Зал зашумел. Из-за соседнего столика встали трое с Командирского факультета и торопливо пошли на голос.
— Асы пошли на пеленг, — сказал Малышев, провожая их глазами.
— Я человек простой, простодушный, — сказал вдруг Панин, наливая в стакан томатный сок. — И вот чего я все-таки не могу понять. Ну к чему нам эти звезды?
— Что значит — к чему? — удивился Гургенидзе.
— Ну Луна — это стартовая площадка и обсерватория. Венера — это актиниды. Марс — фиолетовая капуста, генерация атмосферы, колонизация. Прелестно. А звезды?
— То есть, — сказал Малышев, — тебе не понятно, зачем Ляхов уходит в Межзвездную?
— Урод, — сказал Гургенидзе. — Жертва мутаций.
— Вот послушайте, — сказал Панин. — Я давно уже думаю об этом. Вот мы — звездолетчики, и мы уходим к UV Кита. Два парсека с половиной.
— Два и четыре десятых, — сказал Кондратьев, глядя в стакан.
— Летим, — продолжал Панин. — Долго летим. Пусть там даже есть планеты. Высаживаемся, исследуем, трали-вали семь пружин, как говорит мой дед.
— Мой дед-эстет, — вставил Гургенидзе.
— Потом мы долго летим назад. Мы старые и закоченевшие, и все перессорились. Во всяком случае, Сережка ни с кем не разговаривает. И нам уже под шестьдесят. А на Земле тем временем, спасибо Эйнштейну, прошло сто пятьдесят лет. Нас встречают какие-то очень моложавые граждане. Сначала все очень хорошо: музыка, цветочки и шашлыки. Но потом я хочу поехать в мою Вологду. И тут оказывается, что там не живут. Там, видите ли, музей.
— Город-музей имени Бориса Панина, — сказал Малышев. — Сплошь мемориальные доски.

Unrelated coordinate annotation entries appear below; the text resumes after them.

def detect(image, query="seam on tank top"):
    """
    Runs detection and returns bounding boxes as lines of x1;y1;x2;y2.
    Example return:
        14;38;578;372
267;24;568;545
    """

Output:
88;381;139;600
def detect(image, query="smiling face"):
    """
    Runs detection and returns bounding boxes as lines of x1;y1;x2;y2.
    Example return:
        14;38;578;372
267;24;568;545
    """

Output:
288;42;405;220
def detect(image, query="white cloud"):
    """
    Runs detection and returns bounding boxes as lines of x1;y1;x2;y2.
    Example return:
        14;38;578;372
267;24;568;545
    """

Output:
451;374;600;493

— Да, — продолжал Панин. — Сплошь. В общем, жить в Вологде нельзя, зато — вам нравится это «зато»? — там сооружен памятник. Памятник мне. Я смотрю на самого себя и осведомляюсь, почему у меня рога. Ответа я не понимаю. Ясно только, что это не рога. Мне объясняют, что полтораста лет назад я носил такой шлем. «Нет, — говорю я, — не было у меня такого шлема». — «Ах как интересно! — говорит смотритель города-музея и начинает записывать. — Это, — говорит он, — надо немедленно сообщить в Центральное бюро Вечной Памяти». При словах «Вечная Память» у меня возникают нехорошие ассоциации. Но объяснить этого смотрителю я не в состоянии.